Nello Carrara was born in Florence on 19 February 1900. He graduated from high school in 1917, and after serving in the Army during World War I, entered the Scuola Normale Superiore in Pisa in 1918, where he studied physics. His fellow students included Enrico Fermi and Franco Rasetti. He wrote his doctoral thesis on X-ray diffraction in 1921. After graduation, he worked for the University of Pisa. At the age of 24, he became a professor at the Italian Naval Academy, where he taught hundreds of Italian Marina Militare officers and academic researchers until 1954. While there he was involved with the development of radar, helping to create the first Italian RDT (Radio Detector Rangefinder), the continuous wave EC1 in 1936. He also taught physics at the University of Bari from 1945 to 1946, and the University of Pisa from 1947 to 1950. Carrara founded the Electromagnetic Wave Research Institute in Florence in 1946. He became Professor of Naval Electromagnetic Waves at the Higher Institute of Naples in 1954, and moved to the University of Florence in 1956. In 1975 he became a professor emeritus. He was also Director of the Center of Microwave National Research Council.

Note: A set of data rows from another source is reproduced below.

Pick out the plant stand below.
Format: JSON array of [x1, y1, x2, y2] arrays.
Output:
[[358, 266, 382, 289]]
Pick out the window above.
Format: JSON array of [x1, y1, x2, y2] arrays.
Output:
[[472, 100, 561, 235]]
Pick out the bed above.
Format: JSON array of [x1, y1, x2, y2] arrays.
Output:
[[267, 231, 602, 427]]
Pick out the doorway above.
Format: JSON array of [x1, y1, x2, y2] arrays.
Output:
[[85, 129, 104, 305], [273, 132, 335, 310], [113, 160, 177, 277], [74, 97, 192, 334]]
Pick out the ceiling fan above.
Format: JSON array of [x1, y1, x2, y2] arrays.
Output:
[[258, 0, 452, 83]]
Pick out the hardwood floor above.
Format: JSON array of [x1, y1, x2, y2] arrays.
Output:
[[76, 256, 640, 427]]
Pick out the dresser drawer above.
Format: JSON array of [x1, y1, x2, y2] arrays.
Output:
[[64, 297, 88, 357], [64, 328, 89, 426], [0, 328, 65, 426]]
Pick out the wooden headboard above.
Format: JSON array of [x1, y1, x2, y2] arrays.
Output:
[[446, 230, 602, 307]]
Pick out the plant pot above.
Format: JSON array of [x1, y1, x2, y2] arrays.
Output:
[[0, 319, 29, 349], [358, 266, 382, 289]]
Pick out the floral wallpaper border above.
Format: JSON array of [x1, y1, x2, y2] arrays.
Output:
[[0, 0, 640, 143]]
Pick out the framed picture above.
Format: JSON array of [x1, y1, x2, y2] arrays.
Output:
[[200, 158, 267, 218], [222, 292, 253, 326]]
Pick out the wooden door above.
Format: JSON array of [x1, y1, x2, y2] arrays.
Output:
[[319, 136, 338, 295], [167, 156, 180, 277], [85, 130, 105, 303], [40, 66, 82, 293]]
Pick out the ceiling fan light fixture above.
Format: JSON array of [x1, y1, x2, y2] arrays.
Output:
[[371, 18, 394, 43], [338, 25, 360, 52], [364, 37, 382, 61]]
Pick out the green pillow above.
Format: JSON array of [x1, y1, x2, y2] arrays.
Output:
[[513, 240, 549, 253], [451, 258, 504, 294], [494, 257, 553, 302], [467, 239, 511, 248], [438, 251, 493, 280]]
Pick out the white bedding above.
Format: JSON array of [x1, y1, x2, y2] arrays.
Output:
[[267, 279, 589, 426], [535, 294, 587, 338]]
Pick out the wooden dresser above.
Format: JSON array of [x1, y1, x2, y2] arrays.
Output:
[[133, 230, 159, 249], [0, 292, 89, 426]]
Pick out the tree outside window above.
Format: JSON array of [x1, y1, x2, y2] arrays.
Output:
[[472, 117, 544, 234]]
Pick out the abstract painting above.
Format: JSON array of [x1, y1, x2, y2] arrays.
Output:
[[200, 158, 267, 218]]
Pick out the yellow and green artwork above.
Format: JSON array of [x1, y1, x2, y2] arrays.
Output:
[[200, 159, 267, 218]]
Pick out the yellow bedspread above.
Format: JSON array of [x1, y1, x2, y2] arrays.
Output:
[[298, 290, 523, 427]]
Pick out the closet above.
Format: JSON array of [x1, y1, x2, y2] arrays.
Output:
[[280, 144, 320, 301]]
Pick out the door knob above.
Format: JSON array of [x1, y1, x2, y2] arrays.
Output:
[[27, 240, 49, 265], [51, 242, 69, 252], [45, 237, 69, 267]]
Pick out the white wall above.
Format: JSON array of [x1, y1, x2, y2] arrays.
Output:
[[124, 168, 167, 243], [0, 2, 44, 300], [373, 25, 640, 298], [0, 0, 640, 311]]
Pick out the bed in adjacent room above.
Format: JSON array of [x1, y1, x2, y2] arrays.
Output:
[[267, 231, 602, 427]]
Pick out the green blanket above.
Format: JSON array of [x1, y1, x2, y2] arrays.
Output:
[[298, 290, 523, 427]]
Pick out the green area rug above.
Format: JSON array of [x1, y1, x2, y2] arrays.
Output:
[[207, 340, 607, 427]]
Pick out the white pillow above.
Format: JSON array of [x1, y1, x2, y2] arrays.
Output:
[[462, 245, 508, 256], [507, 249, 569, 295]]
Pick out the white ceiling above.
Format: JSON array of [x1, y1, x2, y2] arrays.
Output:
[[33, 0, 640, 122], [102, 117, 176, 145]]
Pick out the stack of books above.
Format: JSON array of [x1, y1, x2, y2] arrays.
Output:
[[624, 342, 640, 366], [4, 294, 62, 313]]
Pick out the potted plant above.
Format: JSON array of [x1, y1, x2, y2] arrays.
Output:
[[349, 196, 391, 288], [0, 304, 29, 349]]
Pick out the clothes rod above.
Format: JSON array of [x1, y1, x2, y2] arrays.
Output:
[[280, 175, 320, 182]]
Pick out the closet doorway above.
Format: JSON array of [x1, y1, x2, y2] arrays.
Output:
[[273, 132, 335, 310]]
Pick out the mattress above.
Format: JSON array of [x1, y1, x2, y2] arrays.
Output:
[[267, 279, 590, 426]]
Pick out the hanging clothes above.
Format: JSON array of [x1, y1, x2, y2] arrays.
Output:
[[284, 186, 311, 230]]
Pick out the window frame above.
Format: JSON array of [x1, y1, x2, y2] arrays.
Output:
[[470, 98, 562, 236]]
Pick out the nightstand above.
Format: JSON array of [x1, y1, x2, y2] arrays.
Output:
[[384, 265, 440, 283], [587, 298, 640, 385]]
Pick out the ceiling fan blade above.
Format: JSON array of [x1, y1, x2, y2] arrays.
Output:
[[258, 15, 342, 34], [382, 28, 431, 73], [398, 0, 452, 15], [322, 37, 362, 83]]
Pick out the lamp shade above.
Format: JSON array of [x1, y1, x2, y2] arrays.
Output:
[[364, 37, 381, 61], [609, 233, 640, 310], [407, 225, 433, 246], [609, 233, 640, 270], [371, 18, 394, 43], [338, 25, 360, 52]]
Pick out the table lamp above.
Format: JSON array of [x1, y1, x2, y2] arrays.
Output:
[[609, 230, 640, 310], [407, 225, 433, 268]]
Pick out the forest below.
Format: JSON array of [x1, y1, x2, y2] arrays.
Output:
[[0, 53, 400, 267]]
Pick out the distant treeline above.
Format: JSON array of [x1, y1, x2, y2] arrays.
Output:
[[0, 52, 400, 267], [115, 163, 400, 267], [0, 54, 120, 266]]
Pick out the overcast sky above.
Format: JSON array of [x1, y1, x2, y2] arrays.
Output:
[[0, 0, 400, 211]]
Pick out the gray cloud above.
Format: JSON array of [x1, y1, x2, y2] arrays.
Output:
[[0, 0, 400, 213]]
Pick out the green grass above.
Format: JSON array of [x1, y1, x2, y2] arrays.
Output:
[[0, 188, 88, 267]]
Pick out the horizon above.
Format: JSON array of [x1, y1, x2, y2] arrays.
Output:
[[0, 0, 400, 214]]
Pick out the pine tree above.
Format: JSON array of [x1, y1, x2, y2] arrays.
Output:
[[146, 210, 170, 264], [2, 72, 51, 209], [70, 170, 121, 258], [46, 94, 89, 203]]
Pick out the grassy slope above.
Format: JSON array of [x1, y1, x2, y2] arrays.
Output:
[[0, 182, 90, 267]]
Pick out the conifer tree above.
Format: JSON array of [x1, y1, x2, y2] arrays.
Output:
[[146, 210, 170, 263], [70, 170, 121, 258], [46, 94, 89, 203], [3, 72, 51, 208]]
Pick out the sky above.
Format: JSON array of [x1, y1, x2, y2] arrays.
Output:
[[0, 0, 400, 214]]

He was a consultant in various industries and co-founder and later president of SMA-Segnalamento Marittimo ed Aereo, which manufactured naval, aerial and terrestrial radar equipment. He was also president of Selesmar, which specialised in commercial navigation radar and vice president of ISC, which provided space communications equipment.
He received numerous awards, including being made a Grand Officer of the Order of Merit of the Italian Republic and a knight of the Order of Saints Maurice and Lazarus. The IFAC Research Institute (Istituto di Fisica Applicata "Nello Carrara") in Florence is named after him.